Chief Complaint: A Country Doctor's Tales of life in Galilee
Born in Arrabeh, north of Nazareth in the Galilee, Dr. Hatim Kanaaneh is his village’s first Western-trained physician. His profession gives him intimate access to his neighbour’s lives. Kananneh chronicles their stories in his book Chief complaint, naming each chapter after the “chief complaint” of its protagonist, the principal reason that the patient sought medical attention at Kanaaneh’s clinic.
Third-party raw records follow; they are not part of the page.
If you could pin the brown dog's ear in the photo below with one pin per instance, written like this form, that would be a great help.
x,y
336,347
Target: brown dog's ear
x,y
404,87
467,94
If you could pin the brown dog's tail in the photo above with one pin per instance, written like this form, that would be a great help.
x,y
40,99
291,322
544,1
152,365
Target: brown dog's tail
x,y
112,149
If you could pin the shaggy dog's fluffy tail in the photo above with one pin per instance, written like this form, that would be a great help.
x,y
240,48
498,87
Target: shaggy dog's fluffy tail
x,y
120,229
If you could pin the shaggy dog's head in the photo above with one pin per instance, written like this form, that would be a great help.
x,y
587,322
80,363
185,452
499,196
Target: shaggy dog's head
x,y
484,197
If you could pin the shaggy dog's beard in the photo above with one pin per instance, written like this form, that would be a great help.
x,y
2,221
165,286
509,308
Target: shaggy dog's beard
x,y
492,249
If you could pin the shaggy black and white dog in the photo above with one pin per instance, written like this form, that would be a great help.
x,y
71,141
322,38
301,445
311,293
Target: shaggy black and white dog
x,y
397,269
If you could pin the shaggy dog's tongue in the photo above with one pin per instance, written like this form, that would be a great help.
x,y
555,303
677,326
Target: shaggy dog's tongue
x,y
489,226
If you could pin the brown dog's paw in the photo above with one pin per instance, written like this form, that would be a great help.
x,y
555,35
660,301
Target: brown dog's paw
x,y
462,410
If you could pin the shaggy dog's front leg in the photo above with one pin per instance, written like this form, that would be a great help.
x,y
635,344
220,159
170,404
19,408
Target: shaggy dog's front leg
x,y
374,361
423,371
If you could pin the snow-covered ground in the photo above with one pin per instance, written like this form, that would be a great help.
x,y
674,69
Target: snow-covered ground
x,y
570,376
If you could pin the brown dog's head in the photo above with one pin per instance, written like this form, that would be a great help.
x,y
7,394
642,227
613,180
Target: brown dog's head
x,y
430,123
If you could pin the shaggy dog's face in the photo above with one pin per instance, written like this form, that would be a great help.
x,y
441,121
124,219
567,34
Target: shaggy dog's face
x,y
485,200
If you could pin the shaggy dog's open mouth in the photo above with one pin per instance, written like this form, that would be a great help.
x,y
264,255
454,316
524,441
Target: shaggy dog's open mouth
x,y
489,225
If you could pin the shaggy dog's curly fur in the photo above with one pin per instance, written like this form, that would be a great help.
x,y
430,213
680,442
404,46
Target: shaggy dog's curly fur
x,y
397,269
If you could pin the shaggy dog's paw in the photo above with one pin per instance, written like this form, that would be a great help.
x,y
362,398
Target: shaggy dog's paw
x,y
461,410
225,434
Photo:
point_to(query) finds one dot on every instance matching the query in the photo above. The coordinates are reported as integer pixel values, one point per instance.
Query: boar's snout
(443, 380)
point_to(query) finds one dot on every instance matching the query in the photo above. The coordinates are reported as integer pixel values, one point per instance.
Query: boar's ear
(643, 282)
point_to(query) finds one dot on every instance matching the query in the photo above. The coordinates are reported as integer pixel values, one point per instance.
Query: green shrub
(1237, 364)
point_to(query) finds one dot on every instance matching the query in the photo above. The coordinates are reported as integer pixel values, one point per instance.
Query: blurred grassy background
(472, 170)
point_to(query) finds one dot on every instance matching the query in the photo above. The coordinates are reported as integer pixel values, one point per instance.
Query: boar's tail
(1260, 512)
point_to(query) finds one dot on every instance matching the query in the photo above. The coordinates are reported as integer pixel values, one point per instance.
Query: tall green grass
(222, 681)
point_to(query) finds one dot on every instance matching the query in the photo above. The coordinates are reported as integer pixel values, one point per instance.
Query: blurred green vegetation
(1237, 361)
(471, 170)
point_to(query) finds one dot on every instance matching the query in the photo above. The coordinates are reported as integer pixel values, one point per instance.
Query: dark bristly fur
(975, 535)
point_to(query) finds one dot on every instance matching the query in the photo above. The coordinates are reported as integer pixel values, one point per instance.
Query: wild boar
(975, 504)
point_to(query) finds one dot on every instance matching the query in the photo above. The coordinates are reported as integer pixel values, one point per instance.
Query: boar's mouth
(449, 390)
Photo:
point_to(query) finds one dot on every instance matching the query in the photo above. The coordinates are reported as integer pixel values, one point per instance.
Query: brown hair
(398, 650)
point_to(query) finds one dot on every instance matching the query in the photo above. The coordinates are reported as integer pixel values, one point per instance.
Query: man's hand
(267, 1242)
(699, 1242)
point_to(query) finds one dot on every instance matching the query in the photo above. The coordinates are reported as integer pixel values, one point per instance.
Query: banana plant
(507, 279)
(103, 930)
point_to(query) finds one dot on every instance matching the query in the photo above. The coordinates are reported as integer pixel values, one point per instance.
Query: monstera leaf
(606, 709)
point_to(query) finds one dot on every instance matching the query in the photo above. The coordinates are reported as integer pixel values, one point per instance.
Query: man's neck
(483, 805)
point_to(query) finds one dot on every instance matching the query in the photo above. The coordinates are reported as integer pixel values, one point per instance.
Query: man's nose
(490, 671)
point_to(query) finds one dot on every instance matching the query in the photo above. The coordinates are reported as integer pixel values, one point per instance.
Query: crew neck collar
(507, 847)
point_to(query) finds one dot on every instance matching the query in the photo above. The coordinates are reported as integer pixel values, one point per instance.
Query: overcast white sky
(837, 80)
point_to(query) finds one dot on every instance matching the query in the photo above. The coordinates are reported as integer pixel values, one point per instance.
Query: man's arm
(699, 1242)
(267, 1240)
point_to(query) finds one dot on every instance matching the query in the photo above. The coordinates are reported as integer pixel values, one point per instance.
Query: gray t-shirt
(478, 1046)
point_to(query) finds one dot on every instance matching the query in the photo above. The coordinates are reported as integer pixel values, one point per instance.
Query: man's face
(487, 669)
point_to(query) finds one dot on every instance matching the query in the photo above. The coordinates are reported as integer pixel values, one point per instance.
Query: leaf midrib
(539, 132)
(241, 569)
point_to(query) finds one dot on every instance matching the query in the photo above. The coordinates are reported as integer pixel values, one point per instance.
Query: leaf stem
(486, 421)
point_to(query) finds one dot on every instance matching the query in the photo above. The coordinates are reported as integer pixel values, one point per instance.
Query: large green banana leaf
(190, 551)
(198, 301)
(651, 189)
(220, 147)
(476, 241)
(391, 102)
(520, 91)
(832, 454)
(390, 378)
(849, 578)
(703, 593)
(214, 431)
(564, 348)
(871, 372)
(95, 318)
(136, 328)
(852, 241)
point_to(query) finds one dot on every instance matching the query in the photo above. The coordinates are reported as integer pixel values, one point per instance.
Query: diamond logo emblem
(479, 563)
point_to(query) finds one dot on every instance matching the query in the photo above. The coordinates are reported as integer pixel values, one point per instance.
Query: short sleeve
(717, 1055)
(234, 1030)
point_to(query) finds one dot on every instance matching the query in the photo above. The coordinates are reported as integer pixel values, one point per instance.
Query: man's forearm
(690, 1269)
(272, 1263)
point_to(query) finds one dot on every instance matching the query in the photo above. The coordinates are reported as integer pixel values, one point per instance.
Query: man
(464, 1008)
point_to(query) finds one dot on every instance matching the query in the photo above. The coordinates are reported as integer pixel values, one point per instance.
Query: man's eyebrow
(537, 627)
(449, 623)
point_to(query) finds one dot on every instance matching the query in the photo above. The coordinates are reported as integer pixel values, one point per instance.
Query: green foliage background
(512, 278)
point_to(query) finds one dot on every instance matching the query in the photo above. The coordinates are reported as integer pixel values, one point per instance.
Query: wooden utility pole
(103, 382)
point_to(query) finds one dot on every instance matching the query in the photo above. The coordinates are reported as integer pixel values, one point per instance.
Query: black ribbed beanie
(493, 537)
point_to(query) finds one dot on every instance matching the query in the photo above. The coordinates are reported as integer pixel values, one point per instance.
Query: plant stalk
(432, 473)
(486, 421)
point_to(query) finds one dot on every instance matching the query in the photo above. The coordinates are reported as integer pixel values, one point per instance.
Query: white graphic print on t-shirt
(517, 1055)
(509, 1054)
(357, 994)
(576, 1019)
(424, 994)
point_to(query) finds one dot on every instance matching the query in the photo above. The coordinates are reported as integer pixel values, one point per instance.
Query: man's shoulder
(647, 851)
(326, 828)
While the chapters have titles such as Hair Loss, Chest Pain and Nausea, they divulge much more than the medical ailments of a village. Through the fictional stories of characters treated by Dr. Kanaaneh (although fictional they are concocted out of multiple, real patients of his), the author invites us to share in their memories, struggles and hopes, and, with them, paints a rich portrait of village life and its social customs. Truths about the Palestine- Israel conflict are peppered throughout these tales and we learn much about less touched upon aspects of its history.
Identity is a central theme of Chief Complaint. Kanaaneh is a Palestinian citizen of Israel, which he defines as a “schizophrenic existence”. While 85% of the Palestinian residents of what is now known as Israel fled their homes in the 1948 Nakba (the ethnic cleansing of Palestinians with the founding of the State of Israel), some stayed behind. Like Kanaaneh, they must now negotiate the complexities of being a Palestinian living in a state that refuses to acknowledge their struggle, both past and present.
The author uses this collection of vignettes to, in his words, “bring our (the Palestinian citizens of Israel) existence to light, to sing out our pleasure and pain, to echo our sense of alienation and dispossession, to face up to the dilemma of this schizophrenic identity...”
Through this compilation of memories, he has set himself the task of “breaking the imposed silence and isolation of the Palestinian community of Israel”. The villagers have faced many adversaries and bare the scars of endurance-from the challenge of resistance and the pain of collaboration- the patients whose sons are forced to work on construction sites building Israeli homes on stolen land, to their poverty and pride - like one of Dr. Kanaaneh’s patients that pays for treatment with her chickens' eggs instead of accepting charity.
The short stories in Chief Complaint are imbued with a poignance and nostalgia, delivering important historical context through easy to read, individual tales. In it’s totality, the book, as Kanaaneh says in his preface, conveys the community’s fundamental chief complaint: it conflicted relationship with the State of Israel.